Laetitia Sadier is best known as the distinctive voice of Stereolab, who have been on hiatus since 2009. Silencio is actually the second album to bear her name, following on from 2010's lo-fi, experimental The Trip.

Silencio has a lighter touch than some of the Stereolab records, although a lot of their trademark sounds are here. Moogs, oscillators, and the influence of bossanova, exotic easy listening and Krautrock are all very much in evidence, and in fact the other founding member of the 'Lab, Tim Gane, guests on guitar. One other striking similarity with Stereolab's work is the juxtaposition of luscious, intricately arranged music with explicitly socialist lyrics. This is political protest music made pretty.

Opening track 'The Rules of the Game' has a space-age lounge feel. It is a gentle tune set against a wordy tirade against the ruling classes, which speeds up towards the end - another familiar Stereolab trick. The lyrics are very subtle and to be honest the message can actually miss you if you aren't listening closely enough.

'Find Me the Pulse of the Universe' is lush and acoustic, 'Lightning Thunderbolt' is full of dreamy, spacey sounds, and 'Silent Spot' is atmospheric. It is possible that this is one of the warmest and most sensuous records Sadier has put her name to.

'Auscultation to the Nation' (I'm not ashamed to say I had to look that one up – it means the term for listening to the internal sounds of the body, usually using a stethoscope) spells out why the G20 and large financial institutions are illegitimate against a jangly up-tempo backing, before breaking into an extended coda of arresting electronic noise.

'Between Earth and Heaven' is not unlike the samba influenced moments of Stereolab, and 'Fragment Pour Le Future De L'Homme' is actually sung in English and is a delightful multi-layered slice of funk and analog synths, whilst 'Merci De M'Avoir Donne' manages to remind me of Serge Gainsbourg and 808 State at the same time. 'Next Time You See Me' is a great little slice of 60s influenced pop, complete with some of Laetitia's distinctive "ba-ba-ba" refrains.

The closing 'Invitation Au Silence' is something original, Laetitia's voice is double-tracked – one is English and whispered, the other is a French translation and coated in reverb. There is no music and it ends with a minute of "silence" recorded inside a church in the south of France. "Listen how resonant with truth silence is," are the last words that she speaks on the album.

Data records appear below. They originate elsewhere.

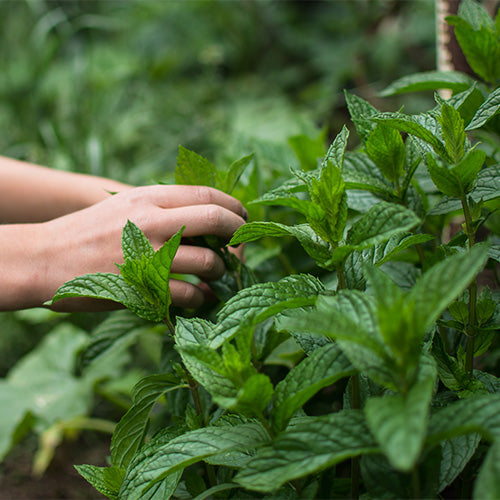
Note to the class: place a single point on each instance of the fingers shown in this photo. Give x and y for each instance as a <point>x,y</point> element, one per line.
<point>201,262</point>
<point>199,220</point>
<point>181,196</point>
<point>186,294</point>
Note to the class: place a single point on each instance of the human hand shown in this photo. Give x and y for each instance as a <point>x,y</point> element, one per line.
<point>89,241</point>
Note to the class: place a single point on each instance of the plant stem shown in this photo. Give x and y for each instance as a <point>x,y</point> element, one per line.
<point>170,325</point>
<point>469,349</point>
<point>356,405</point>
<point>341,278</point>
<point>415,482</point>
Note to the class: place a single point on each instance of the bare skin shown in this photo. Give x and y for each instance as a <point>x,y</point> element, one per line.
<point>61,225</point>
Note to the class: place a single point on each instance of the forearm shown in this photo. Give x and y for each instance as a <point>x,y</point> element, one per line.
<point>30,193</point>
<point>22,271</point>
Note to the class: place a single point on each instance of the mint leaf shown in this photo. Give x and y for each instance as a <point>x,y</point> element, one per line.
<point>412,125</point>
<point>486,111</point>
<point>380,223</point>
<point>146,470</point>
<point>480,46</point>
<point>263,300</point>
<point>131,429</point>
<point>309,446</point>
<point>386,148</point>
<point>323,367</point>
<point>316,247</point>
<point>106,480</point>
<point>399,422</point>
<point>134,243</point>
<point>429,80</point>
<point>361,111</point>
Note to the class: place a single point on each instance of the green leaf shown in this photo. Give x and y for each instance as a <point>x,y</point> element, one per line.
<point>110,287</point>
<point>452,129</point>
<point>232,176</point>
<point>399,422</point>
<point>311,445</point>
<point>323,367</point>
<point>43,384</point>
<point>456,454</point>
<point>361,173</point>
<point>487,486</point>
<point>327,214</point>
<point>308,150</point>
<point>147,469</point>
<point>487,188</point>
<point>486,111</point>
<point>380,223</point>
<point>430,80</point>
<point>378,255</point>
<point>479,414</point>
<point>106,480</point>
<point>460,178</point>
<point>480,46</point>
<point>350,317</point>
<point>452,374</point>
<point>336,151</point>
<point>261,301</point>
<point>411,125</point>
<point>194,170</point>
<point>386,148</point>
<point>131,429</point>
<point>134,243</point>
<point>192,331</point>
<point>315,246</point>
<point>443,283</point>
<point>361,111</point>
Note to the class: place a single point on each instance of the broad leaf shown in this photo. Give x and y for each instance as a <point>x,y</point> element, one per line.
<point>311,445</point>
<point>315,246</point>
<point>386,148</point>
<point>322,368</point>
<point>412,125</point>
<point>194,170</point>
<point>259,302</point>
<point>106,480</point>
<point>399,422</point>
<point>379,224</point>
<point>361,111</point>
<point>456,454</point>
<point>130,431</point>
<point>486,111</point>
<point>147,469</point>
<point>430,80</point>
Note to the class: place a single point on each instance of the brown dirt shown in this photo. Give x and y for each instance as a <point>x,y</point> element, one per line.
<point>60,481</point>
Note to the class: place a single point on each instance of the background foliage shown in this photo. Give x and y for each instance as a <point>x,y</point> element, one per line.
<point>113,88</point>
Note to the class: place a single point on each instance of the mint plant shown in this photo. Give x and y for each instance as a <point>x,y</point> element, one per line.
<point>386,391</point>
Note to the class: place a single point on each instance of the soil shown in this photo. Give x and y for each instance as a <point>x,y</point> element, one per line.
<point>61,481</point>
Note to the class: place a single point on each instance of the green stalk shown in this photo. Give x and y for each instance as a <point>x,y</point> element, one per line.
<point>355,468</point>
<point>470,330</point>
<point>355,403</point>
<point>415,482</point>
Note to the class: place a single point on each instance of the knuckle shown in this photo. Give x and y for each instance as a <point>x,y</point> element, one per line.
<point>188,294</point>
<point>208,261</point>
<point>204,194</point>
<point>213,215</point>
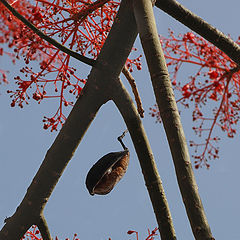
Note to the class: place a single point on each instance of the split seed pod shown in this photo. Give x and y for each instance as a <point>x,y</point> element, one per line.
<point>107,172</point>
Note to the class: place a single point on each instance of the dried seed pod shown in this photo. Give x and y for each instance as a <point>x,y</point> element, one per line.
<point>107,172</point>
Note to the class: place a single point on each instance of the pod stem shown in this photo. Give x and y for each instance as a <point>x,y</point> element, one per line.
<point>120,139</point>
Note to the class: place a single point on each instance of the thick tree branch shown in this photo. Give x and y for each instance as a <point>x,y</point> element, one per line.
<point>198,25</point>
<point>149,169</point>
<point>50,40</point>
<point>171,119</point>
<point>95,93</point>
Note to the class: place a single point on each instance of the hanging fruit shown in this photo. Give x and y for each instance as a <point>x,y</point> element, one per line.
<point>108,171</point>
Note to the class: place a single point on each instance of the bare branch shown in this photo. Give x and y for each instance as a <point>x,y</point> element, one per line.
<point>43,228</point>
<point>133,85</point>
<point>171,119</point>
<point>149,169</point>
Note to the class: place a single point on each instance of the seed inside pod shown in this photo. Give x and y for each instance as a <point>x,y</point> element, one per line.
<point>107,172</point>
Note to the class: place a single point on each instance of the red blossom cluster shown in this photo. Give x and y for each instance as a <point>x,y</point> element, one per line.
<point>82,26</point>
<point>212,91</point>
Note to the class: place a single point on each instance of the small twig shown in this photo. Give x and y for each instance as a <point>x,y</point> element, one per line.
<point>133,85</point>
<point>120,139</point>
<point>50,40</point>
<point>43,228</point>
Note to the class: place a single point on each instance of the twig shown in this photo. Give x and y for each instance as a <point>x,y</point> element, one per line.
<point>120,139</point>
<point>43,228</point>
<point>133,85</point>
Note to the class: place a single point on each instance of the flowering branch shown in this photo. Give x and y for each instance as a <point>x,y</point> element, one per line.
<point>50,40</point>
<point>194,22</point>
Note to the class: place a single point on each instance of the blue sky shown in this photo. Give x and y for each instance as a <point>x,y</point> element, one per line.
<point>23,145</point>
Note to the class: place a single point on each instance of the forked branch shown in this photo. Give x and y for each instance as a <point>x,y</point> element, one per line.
<point>171,119</point>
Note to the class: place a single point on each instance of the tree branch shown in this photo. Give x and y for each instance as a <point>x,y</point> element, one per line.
<point>198,25</point>
<point>152,178</point>
<point>50,40</point>
<point>133,85</point>
<point>169,113</point>
<point>94,94</point>
<point>43,228</point>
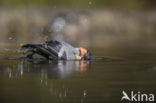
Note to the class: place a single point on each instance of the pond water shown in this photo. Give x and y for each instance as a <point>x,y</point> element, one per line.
<point>101,80</point>
<point>23,81</point>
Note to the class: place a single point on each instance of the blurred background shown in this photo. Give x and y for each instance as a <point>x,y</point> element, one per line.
<point>109,26</point>
<point>123,30</point>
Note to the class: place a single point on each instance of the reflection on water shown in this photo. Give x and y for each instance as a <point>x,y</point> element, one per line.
<point>47,73</point>
<point>74,81</point>
<point>60,69</point>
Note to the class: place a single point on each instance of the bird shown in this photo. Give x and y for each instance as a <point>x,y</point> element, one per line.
<point>57,50</point>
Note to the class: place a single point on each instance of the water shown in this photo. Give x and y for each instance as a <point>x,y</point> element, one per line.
<point>100,81</point>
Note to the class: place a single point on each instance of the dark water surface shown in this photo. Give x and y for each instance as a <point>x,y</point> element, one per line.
<point>100,81</point>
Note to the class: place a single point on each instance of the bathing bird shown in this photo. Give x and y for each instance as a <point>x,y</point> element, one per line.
<point>57,50</point>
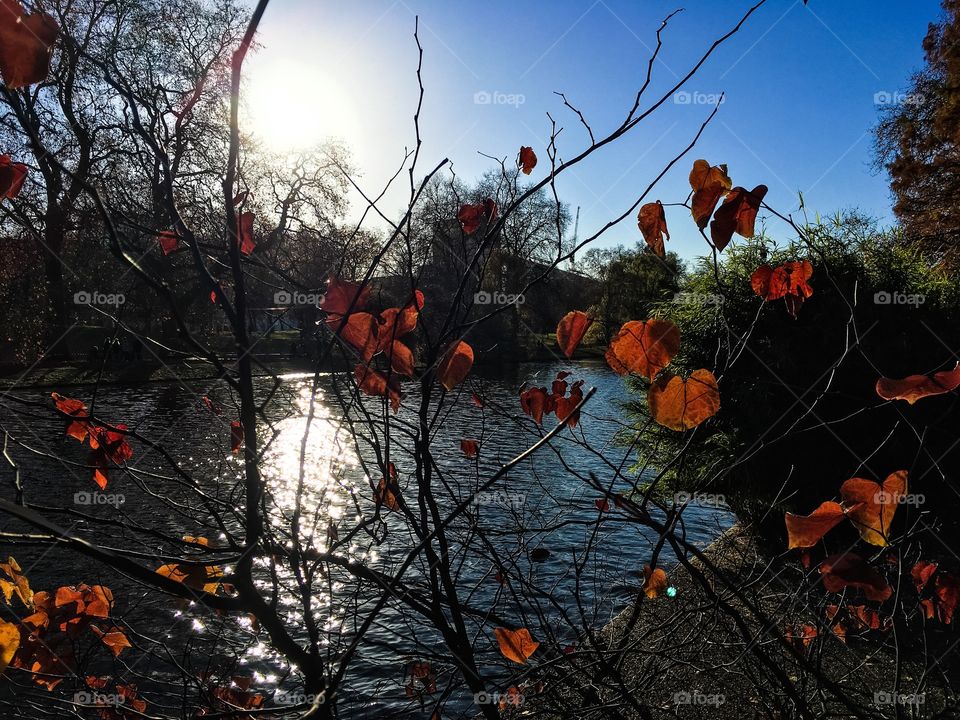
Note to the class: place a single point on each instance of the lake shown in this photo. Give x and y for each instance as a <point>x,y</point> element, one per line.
<point>541,504</point>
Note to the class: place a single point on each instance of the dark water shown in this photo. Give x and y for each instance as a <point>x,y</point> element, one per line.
<point>540,504</point>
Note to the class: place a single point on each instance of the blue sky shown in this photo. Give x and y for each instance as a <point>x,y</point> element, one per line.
<point>801,86</point>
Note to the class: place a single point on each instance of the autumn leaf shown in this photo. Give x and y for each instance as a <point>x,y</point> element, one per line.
<point>15,583</point>
<point>652,222</point>
<point>343,297</point>
<point>471,217</point>
<point>917,387</point>
<point>874,505</point>
<point>168,241</point>
<point>738,214</point>
<point>516,645</point>
<point>709,185</point>
<point>571,329</point>
<point>848,569</point>
<point>469,448</point>
<point>654,581</point>
<point>643,347</point>
<point>9,643</point>
<point>113,639</point>
<point>75,408</point>
<point>455,364</point>
<point>12,174</point>
<point>26,45</point>
<point>236,436</point>
<point>683,404</point>
<point>376,384</point>
<point>806,531</point>
<point>526,160</point>
<point>387,492</point>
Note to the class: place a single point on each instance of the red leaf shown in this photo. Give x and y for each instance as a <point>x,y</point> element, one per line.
<point>343,296</point>
<point>850,570</point>
<point>709,184</point>
<point>643,347</point>
<point>527,160</point>
<point>455,364</point>
<point>571,329</point>
<point>168,241</point>
<point>470,448</point>
<point>12,174</point>
<point>374,383</point>
<point>806,531</point>
<point>471,217</point>
<point>26,44</point>
<point>738,214</point>
<point>652,222</point>
<point>245,232</point>
<point>236,436</point>
<point>917,387</point>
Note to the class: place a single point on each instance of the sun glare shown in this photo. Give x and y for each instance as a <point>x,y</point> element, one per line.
<point>292,107</point>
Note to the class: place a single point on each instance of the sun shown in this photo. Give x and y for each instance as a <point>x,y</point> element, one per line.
<point>292,107</point>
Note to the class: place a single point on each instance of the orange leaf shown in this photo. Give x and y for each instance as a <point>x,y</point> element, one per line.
<point>643,347</point>
<point>527,160</point>
<point>236,436</point>
<point>470,448</point>
<point>654,581</point>
<point>374,383</point>
<point>738,214</point>
<point>683,404</point>
<point>471,217</point>
<point>245,232</point>
<point>709,184</point>
<point>571,329</point>
<point>342,296</point>
<point>916,387</point>
<point>455,364</point>
<point>12,174</point>
<point>516,645</point>
<point>26,44</point>
<point>806,531</point>
<point>875,505</point>
<point>168,241</point>
<point>844,570</point>
<point>653,225</point>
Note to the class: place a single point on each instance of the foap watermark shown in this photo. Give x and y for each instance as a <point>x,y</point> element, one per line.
<point>688,298</point>
<point>886,498</point>
<point>682,97</point>
<point>99,699</point>
<point>498,298</point>
<point>885,97</point>
<point>890,698</point>
<point>698,698</point>
<point>898,298</point>
<point>296,697</point>
<point>97,498</point>
<point>485,97</point>
<point>496,698</point>
<point>282,297</point>
<point>500,498</point>
<point>95,297</point>
<point>707,499</point>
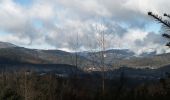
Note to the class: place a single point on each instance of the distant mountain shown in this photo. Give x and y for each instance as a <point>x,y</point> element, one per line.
<point>114,58</point>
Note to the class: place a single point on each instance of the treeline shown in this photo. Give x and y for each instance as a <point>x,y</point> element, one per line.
<point>32,86</point>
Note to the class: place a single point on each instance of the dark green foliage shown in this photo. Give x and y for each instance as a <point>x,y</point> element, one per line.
<point>32,86</point>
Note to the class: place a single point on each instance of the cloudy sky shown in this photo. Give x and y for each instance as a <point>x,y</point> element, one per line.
<point>56,24</point>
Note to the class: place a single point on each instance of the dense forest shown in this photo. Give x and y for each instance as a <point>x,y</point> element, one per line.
<point>24,85</point>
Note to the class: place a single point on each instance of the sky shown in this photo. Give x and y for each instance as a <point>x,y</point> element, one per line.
<point>56,24</point>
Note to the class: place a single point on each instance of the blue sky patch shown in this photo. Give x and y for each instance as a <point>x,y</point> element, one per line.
<point>24,2</point>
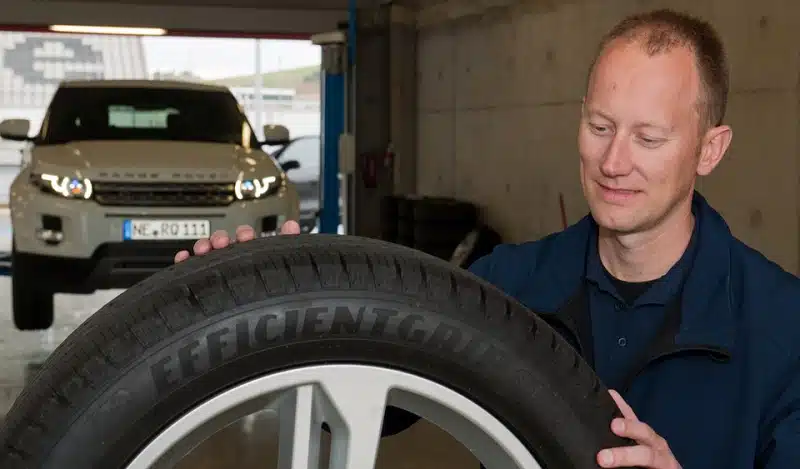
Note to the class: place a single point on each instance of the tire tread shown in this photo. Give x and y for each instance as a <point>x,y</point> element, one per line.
<point>181,296</point>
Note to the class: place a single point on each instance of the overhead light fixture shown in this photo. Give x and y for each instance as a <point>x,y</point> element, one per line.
<point>124,30</point>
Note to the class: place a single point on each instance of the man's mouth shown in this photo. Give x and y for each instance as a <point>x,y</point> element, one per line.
<point>616,194</point>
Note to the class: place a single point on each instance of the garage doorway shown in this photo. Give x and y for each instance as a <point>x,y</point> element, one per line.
<point>33,63</point>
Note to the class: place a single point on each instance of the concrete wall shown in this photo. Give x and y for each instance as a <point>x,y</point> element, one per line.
<point>499,99</point>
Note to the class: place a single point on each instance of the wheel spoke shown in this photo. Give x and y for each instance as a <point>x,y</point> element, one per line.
<point>300,427</point>
<point>355,417</point>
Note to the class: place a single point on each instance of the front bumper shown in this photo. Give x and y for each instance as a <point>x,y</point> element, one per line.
<point>87,239</point>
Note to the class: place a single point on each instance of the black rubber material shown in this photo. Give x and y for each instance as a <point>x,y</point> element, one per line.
<point>206,324</point>
<point>31,298</point>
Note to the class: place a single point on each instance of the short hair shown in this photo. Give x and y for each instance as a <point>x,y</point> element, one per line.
<point>659,31</point>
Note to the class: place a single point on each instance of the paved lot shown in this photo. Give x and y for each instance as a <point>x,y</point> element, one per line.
<point>249,444</point>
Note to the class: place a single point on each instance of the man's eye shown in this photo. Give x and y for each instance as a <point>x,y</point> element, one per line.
<point>650,142</point>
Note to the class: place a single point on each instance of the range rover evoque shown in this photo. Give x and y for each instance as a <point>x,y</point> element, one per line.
<point>124,173</point>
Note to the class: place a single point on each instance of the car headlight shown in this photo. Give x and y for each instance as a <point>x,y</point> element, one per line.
<point>251,189</point>
<point>66,186</point>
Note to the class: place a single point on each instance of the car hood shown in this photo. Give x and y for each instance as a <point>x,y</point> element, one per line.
<point>154,160</point>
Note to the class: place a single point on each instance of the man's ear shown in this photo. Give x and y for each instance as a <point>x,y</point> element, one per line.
<point>715,143</point>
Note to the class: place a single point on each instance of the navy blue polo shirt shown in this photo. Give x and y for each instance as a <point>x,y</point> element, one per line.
<point>724,388</point>
<point>621,329</point>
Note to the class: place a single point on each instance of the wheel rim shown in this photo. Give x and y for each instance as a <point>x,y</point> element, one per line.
<point>351,399</point>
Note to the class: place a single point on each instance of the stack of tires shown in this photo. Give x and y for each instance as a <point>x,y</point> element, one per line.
<point>438,226</point>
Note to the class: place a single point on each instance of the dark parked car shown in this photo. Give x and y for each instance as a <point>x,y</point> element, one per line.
<point>301,159</point>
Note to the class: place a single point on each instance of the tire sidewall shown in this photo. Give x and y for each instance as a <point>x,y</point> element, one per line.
<point>199,362</point>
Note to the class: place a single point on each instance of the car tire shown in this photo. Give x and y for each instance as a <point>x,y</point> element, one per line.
<point>31,293</point>
<point>100,397</point>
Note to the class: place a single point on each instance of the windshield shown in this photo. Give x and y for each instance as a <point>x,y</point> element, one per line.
<point>128,113</point>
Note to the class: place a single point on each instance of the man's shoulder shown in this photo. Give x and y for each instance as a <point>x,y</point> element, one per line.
<point>768,296</point>
<point>514,266</point>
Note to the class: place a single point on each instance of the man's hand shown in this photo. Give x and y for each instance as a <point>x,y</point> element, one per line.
<point>651,452</point>
<point>220,239</point>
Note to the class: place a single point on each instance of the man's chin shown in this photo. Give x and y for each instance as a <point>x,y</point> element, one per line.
<point>616,219</point>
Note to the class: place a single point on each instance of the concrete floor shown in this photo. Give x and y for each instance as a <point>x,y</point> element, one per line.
<point>251,443</point>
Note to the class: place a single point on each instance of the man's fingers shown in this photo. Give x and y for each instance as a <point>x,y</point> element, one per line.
<point>201,246</point>
<point>181,256</point>
<point>290,227</point>
<point>636,456</point>
<point>639,432</point>
<point>626,410</point>
<point>245,233</point>
<point>220,239</point>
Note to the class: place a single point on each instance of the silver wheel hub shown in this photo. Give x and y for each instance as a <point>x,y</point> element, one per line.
<point>351,400</point>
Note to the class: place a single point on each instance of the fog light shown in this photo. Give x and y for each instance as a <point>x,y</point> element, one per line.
<point>50,236</point>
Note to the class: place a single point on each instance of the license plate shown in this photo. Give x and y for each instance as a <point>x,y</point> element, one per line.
<point>165,229</point>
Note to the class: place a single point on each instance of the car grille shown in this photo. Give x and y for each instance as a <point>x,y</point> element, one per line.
<point>166,194</point>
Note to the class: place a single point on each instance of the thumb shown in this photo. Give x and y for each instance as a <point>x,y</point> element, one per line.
<point>626,410</point>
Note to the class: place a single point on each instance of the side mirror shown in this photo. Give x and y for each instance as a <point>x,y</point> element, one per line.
<point>275,135</point>
<point>290,165</point>
<point>15,129</point>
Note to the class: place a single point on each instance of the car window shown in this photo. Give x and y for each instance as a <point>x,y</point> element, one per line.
<point>307,151</point>
<point>129,113</point>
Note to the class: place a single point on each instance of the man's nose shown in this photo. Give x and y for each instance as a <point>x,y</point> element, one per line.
<point>617,158</point>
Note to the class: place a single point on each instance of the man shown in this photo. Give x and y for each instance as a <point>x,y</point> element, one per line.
<point>694,329</point>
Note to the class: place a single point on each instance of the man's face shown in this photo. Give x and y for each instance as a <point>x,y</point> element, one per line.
<point>639,136</point>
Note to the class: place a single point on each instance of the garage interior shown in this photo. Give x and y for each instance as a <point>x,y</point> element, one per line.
<point>438,93</point>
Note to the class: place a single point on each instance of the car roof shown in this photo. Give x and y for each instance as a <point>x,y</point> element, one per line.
<point>143,83</point>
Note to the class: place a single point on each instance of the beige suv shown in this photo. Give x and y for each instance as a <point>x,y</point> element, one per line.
<point>122,175</point>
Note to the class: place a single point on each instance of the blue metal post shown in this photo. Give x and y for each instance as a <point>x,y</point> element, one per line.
<point>333,92</point>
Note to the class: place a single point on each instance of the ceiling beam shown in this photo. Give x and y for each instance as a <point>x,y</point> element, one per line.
<point>223,21</point>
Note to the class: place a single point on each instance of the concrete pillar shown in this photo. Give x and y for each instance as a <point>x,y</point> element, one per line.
<point>384,113</point>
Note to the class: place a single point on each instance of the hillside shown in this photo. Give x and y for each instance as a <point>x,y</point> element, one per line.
<point>301,79</point>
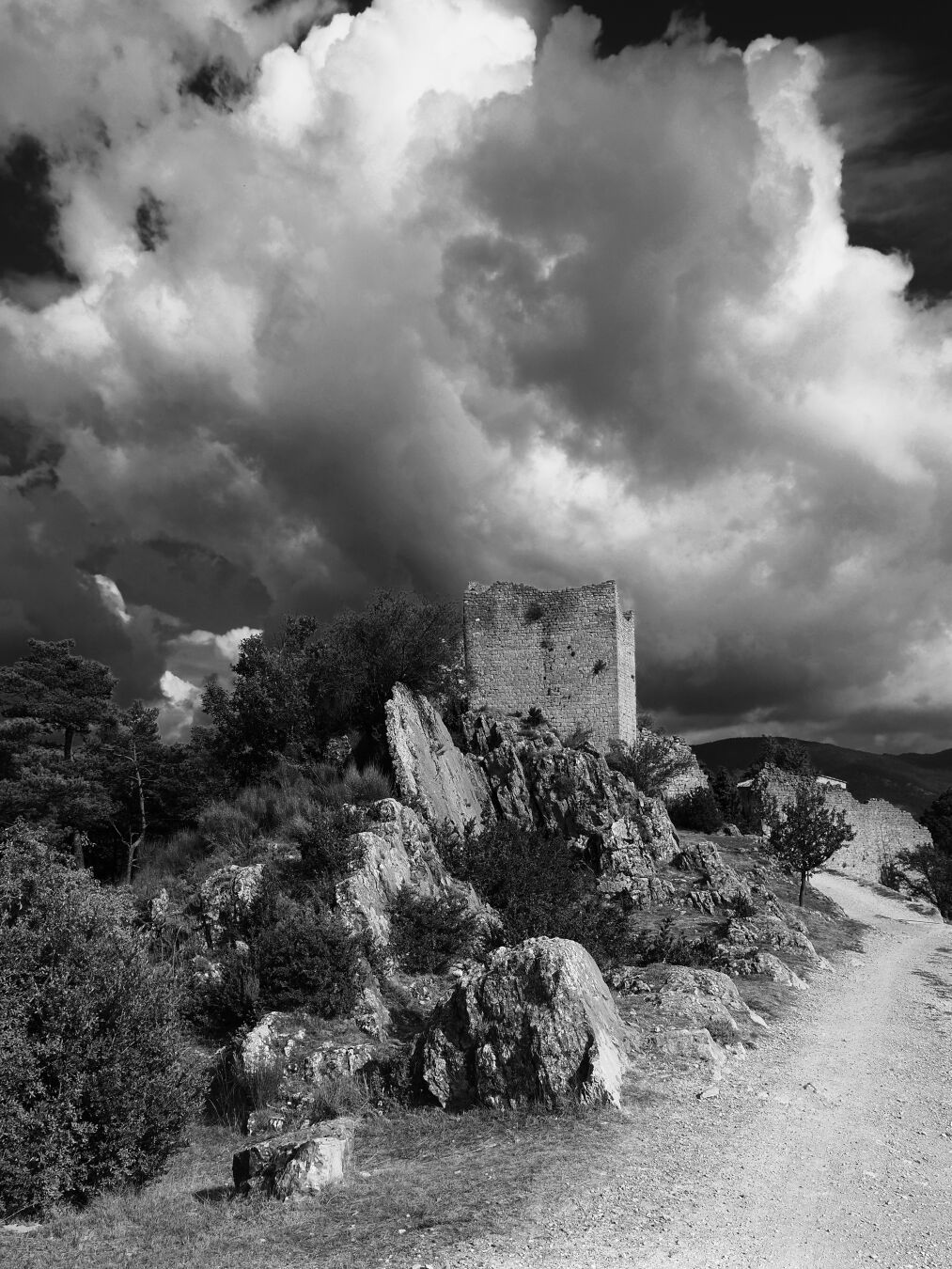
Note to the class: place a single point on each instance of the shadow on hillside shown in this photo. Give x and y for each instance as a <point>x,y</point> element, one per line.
<point>213,1195</point>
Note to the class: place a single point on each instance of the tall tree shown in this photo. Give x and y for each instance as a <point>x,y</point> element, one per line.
<point>133,768</point>
<point>804,833</point>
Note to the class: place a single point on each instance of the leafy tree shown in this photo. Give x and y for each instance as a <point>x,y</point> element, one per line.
<point>47,698</point>
<point>804,833</point>
<point>937,818</point>
<point>312,682</point>
<point>137,773</point>
<point>788,755</point>
<point>97,1088</point>
<point>652,760</point>
<point>57,691</point>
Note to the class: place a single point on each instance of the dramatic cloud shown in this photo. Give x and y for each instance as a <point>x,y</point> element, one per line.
<point>412,301</point>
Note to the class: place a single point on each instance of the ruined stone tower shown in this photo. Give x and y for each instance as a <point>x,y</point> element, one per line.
<point>569,652</point>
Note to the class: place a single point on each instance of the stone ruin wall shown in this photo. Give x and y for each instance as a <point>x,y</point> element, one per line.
<point>686,780</point>
<point>882,829</point>
<point>569,652</point>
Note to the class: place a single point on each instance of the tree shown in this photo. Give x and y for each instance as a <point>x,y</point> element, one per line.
<point>58,691</point>
<point>47,698</point>
<point>98,1087</point>
<point>804,833</point>
<point>788,755</point>
<point>312,682</point>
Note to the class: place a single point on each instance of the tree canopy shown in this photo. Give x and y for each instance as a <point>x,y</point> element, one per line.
<point>804,833</point>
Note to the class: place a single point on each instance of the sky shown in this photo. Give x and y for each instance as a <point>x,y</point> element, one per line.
<point>299,301</point>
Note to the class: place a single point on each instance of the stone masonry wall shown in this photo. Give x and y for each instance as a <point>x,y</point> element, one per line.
<point>569,652</point>
<point>882,827</point>
<point>882,830</point>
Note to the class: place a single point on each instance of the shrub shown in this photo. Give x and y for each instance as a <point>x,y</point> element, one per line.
<point>328,845</point>
<point>670,946</point>
<point>95,1088</point>
<point>427,932</point>
<point>538,884</point>
<point>695,811</point>
<point>306,958</point>
<point>165,860</point>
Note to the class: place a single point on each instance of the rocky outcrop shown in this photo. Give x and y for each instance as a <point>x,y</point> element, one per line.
<point>536,1025</point>
<point>398,851</point>
<point>431,775</point>
<point>225,900</point>
<point>296,1164</point>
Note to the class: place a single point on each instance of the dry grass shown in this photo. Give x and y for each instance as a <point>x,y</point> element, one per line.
<point>423,1181</point>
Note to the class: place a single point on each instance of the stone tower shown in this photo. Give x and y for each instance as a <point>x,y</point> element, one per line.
<point>569,652</point>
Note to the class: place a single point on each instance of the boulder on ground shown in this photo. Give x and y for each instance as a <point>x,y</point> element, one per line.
<point>690,1042</point>
<point>296,1164</point>
<point>536,1025</point>
<point>433,776</point>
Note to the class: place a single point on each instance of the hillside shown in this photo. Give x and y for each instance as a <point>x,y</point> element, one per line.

Silencio is much more than a side project, and it actually fills the gap left by Stereolab very well. It does sound like them so much, I wonder why it hasn't been released under their name. Unlike classic Stereolab however, this album does lack the strong tunes to hook the listener in. There are a couple of songs that just pass me by, and it took me quite a few listens before the stand-out tracks really grabbed me. There is still much to admire and lose yourself in, and in this age when a lot of bands are steering clear of politics, I'm glad to hear Sadier remaining true to her original blueprint of intelligent socialist pop.